Communities in Nyamasheke and Rusizi in Rwanda, where the Creating Off-farm Rwandan Enterprises (CORE) project takes place, remain predominantly agricultural. The rate of unemployment remains very high, with men significantly outnumbering the women when it comes to employment in both districts.
As such this project aims to support women and youth run cooperatives and help them build diverse off-farm entrepreneurship skills so that women and youth increase their opportunities to make a living, keep their families safe and allow for more inclusive and sustainable development within communities. The project also provides training and links these trained women and youth with long term business mentors to help support them as they grow their enterprises.
Rose participated in a three-day training about entrepreneurship, business planning and record keeping organised by the CORE project. Following the training she took her newly acquired skills, especially on customer care and marketing, and started to implement changes to her business. As a result, Rose started to see an increase in her sales and decided to secure a loan from the bank worth 1,350,000 Rwandan francs, which she has used to grow and expand her business further with her husband.
"I learned how best to take care of my customers. I now ensure they feel at home when they enter my shop, park for them, and help those who buy in bulk get their good to their transport means. This encourages many people to come to my shop – this is a result of the training," Rose tells us.
Entrepreneurship training empowers women in critical thinking, oral communication, marketing/selling, planning and research.
Rose hopes to boost her business capital so that it is worth 10,000,000 Rwandan francs.
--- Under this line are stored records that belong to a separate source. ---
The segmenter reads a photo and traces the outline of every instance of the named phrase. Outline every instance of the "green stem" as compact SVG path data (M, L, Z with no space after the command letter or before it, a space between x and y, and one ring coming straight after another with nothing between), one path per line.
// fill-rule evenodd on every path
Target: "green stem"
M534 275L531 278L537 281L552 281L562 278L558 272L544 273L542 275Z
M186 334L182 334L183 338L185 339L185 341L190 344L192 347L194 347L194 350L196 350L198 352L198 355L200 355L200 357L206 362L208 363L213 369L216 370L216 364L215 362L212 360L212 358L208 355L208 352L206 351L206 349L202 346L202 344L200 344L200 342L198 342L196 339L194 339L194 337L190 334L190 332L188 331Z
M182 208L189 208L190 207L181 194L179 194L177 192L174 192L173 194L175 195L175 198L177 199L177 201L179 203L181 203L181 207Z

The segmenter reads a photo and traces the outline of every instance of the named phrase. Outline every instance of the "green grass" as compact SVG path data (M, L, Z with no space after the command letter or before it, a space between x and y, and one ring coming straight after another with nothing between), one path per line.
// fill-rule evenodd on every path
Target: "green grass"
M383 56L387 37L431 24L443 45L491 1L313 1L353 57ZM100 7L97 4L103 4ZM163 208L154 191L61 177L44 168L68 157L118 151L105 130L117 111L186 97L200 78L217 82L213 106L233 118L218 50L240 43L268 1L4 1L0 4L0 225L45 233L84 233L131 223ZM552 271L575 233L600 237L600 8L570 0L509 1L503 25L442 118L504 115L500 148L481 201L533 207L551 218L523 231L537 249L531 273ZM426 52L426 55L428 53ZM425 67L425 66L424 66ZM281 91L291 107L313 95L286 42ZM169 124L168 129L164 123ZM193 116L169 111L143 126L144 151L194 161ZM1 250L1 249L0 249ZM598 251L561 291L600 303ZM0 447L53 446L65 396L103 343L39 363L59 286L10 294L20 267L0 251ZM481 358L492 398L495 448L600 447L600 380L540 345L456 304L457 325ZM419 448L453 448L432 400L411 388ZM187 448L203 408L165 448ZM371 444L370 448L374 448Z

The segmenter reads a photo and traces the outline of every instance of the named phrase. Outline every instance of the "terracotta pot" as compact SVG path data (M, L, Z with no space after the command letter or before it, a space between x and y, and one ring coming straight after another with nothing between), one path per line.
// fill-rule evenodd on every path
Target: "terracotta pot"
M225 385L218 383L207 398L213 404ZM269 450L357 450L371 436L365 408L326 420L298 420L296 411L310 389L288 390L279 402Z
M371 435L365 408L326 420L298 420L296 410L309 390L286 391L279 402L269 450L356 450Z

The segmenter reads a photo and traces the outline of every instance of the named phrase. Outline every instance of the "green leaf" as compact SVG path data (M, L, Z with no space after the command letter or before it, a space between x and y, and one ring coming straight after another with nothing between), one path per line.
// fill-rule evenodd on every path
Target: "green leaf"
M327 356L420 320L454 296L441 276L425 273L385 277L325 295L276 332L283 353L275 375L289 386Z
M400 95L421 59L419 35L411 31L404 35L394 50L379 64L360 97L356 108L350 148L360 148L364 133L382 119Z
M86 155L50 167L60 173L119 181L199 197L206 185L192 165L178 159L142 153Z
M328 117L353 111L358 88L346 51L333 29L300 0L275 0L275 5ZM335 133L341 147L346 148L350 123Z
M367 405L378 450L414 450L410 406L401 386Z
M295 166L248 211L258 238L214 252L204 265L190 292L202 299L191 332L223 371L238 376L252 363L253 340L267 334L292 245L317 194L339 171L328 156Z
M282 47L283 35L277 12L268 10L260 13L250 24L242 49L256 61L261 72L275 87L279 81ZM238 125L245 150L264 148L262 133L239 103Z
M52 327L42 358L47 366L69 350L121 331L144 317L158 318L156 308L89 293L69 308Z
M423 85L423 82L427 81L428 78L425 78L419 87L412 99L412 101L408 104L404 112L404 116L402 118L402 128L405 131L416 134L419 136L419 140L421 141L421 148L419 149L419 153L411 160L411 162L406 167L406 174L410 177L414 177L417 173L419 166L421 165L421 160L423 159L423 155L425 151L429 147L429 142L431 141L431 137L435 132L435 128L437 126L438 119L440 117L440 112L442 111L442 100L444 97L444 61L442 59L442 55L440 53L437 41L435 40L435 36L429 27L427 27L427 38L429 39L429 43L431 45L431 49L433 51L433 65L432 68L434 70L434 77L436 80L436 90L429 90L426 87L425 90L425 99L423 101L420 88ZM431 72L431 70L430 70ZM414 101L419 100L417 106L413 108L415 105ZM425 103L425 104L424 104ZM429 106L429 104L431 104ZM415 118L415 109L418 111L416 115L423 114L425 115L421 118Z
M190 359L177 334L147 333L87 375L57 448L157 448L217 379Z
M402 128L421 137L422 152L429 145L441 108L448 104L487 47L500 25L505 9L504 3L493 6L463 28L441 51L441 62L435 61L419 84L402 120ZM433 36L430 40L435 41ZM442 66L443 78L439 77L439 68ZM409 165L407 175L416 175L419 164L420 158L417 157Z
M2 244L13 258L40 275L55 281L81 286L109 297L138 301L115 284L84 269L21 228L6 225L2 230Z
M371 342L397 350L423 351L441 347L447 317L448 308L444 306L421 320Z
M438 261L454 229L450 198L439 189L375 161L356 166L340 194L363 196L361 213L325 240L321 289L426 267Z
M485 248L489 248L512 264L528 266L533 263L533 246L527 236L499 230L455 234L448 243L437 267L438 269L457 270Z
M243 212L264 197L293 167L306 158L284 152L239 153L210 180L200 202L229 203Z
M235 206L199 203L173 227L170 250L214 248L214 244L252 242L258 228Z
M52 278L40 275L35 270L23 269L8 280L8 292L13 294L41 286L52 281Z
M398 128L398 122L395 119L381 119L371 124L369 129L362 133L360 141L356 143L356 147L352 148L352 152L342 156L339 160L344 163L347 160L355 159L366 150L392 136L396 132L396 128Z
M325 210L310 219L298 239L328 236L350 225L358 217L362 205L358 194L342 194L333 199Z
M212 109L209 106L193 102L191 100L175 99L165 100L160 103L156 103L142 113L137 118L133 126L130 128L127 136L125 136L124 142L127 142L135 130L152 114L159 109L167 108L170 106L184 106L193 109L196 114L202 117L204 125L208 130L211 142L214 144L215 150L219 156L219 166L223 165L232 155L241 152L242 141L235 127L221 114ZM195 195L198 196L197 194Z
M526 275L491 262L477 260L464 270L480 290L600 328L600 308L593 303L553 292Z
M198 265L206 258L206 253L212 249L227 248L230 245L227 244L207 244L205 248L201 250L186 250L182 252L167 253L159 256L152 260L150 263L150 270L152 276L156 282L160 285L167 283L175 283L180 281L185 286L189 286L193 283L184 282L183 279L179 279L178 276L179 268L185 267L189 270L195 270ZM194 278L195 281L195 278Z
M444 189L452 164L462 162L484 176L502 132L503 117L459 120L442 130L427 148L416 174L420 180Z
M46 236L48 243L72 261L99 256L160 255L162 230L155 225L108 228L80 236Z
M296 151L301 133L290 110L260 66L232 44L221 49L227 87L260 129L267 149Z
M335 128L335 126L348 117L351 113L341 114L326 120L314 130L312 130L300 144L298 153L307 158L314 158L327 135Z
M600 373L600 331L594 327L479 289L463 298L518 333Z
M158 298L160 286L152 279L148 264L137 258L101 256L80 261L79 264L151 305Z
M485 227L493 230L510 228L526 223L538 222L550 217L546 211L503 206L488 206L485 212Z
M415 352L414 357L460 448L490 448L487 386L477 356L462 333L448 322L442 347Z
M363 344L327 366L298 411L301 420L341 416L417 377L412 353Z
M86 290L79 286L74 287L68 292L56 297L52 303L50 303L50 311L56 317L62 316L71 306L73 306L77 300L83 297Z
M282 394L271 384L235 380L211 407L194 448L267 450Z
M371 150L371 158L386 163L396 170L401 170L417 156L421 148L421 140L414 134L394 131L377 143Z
The CORE Project also helps to strengthen local saving groups by providing them with training on saving culture, loans application, group management, how to support start-up businesses, business management etc. These savings groups are linked to financial institutions to help make it easier for communities to access financial support for their businesses and the trainings help these groups to provide the support needed to help businesses to grow and contribute back to the community.
Grace had to drop out from school because her family could not afford the university fees. Initially she worked on farms to make a living but with the help of the Tuzamurane kalambi saving group, Grace was able to borrow 20,000 Rwandan francs to start her mobile money business – a mobile payments system handled by a mobile operator and accessible from the payees mobile phones. This conversion of cash into electronic value and vice versa, can be done in stores or by agents like Grace.
Grace’s business journey has not been smooth, she has experienced challenges like having inadequate capital and working in a male dominated workplace that can be a sexist environment. However, she is determined and continues to work hard. She has managed to increase the value of her business to 220,000 Rwandan francs.
"There are a lot of challenges for women in this kind of business, however the only force needed to move ahead is determination, courage and passion," Grace said.
Through the trainings and dialogue sessions, business is being leveraged to adopt conflict and gender sensitive practices. It is also being used to collectively influence post conflict development policies and practices for more inclusive and sustainable development within communities and end all kinds of violence and gender issues women and youth cross-border traders face in their daily work. Conflict hampers trade and socio-economic development and peace does the opposite.